Organizaciones de víctimas y plataformas de derechos humanos suelen reaccionar a este tipo de nombramientos exigiendo independencia, rigor investigativo y sensibilidad frente a los relatos de las víctimas. También académicos y centros de estudio han advertido, en debates pasados, sobre los riesgos de politizar la memoria histórica en un país que aún enfrenta procesos de búsqueda, verdad y justicia.

Por ahora, las preguntas abiertas son varias. No se conoce la posición oficial de D’mar Córdoba frente a los informes ya publicados por el CNMH, ni si modificará su postura negacionista al asumir un cargo cuya razón de ser es justamente reconocer las víctimas. Tampoco se conoce si habrá cambios en el equipo de investigadores o en los convenios con universidades y organizaciones sociales.

El país estará pendiente de las primeras decisiones del nuevo director, de los pronunciamientos de las víctimas y de los informes que entregue la entidad en los próximos meses. La manera como se concilie, o no, el perfil del funcionario con la misión del Centro será el verdadero termómetro de lo que viene para la memoria histórica en Colombia.

La noticia base proviene del extracto citado como fuente y corresponde a un contenido periodístico que describe el perfil de D’mar Córdoba y el alcance de su nuevo cargo en el Centro Nacional de Memoria Histórica.

Preguntas frecuentes

¿Quién es D’mar Córdoba?

Según el extracto, D’mar Córdoba es un ciudadano colombiano identificado por sus posturas negacionistas frente al conflicto armado interno. El extracto no detalla su trayectoria profesional ni su formación académica.

¿Qué hace el Centro Nacional de Memoria Histórica?

Es la entidad del Estado colombiano encargada de reconstruir, preservar y difundir la memoria de las violaciones a los derechos humanos y al Derecho Internacional Humanitario ocurridas en el conflicto armado. Produce informes y publicaciones sobre las víctimas.

¿Por qué es controversial este nombramiento?

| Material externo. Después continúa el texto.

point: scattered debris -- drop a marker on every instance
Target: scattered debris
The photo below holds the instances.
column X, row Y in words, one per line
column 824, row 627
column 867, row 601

Porque el CNMH tiene como misión reconocer y documentar las víctimas del conflicto, mientras que el nuevo director es descrito en la fuente como negacionista de ese mismo conflicto. Esa contradicción entre el perfil del funcionario y la misión de la entidad genera el debate.

¿Quién tomó la decisión del nombramiento?

El extracto señala que la designación fue hecha por el presidente Abelardo de la Espriella. No se precisa la fecha exacta ni el número del decreto correspondiente.